Tight supply has also been a feature of the pork market in the US, with production in the year-to-date running 3% lower than in 2021. While pig prices have fallen back sharply from the peaks reached in August, they are still 10% higher than last year. Having recently been trading at a significant premium to GB farmgate prices, the US barrows and gilts price has fallen below the GB SPP in September, equivalent to 185p/kg.
Farmgate prices have also risen in Brazil and Canada this year, but to a lesser extent and they are currently trading well below GB levels, at around 140p/kg.
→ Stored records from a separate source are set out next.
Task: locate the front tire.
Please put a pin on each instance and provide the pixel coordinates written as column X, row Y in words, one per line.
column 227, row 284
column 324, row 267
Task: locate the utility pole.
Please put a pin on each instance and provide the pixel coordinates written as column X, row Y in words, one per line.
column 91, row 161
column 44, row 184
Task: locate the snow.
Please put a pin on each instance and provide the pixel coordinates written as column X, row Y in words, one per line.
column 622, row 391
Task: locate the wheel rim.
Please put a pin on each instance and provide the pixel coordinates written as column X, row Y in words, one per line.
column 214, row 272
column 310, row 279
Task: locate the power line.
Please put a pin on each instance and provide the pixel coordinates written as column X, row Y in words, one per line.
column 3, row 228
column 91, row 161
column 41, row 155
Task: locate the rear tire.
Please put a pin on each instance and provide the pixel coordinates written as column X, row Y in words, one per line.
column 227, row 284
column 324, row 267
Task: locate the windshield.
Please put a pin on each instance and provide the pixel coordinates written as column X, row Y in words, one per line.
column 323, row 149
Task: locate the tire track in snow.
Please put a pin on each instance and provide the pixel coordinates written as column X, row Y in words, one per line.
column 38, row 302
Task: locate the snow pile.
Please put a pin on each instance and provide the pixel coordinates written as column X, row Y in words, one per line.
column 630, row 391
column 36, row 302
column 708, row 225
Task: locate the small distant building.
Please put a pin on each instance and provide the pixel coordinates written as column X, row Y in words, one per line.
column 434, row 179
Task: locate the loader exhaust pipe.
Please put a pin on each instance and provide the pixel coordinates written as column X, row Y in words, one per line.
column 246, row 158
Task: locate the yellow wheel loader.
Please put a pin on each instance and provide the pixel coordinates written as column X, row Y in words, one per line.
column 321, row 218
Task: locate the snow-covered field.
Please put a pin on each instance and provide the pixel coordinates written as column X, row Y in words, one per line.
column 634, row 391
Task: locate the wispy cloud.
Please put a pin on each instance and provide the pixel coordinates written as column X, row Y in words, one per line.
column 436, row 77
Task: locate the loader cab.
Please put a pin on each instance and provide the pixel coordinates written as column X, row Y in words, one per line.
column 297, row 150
In autumn 2021, prices in both countries had tended to run higher than in the US and EU. As of July, the USDA was also expecting supply to tighten in Brazil and Canada this year.
“While supply has been falling this year in many large producing nations with producer margins squeezed by sharply higher feed costs, the OECD-FAO Agricultural Outlook has forecast that global consumption will continue to recover from the African Swine Fever Shock of 2019 and 2020.
“Given that household finances are also coming under pressure across large parts of the world, and that pork tends to be a more affordable protein, expectations of firm demand are unsurprising. By 2031, global pork consumption is projected to be 7% higher than in 2022,” concludes Mr Macdonald.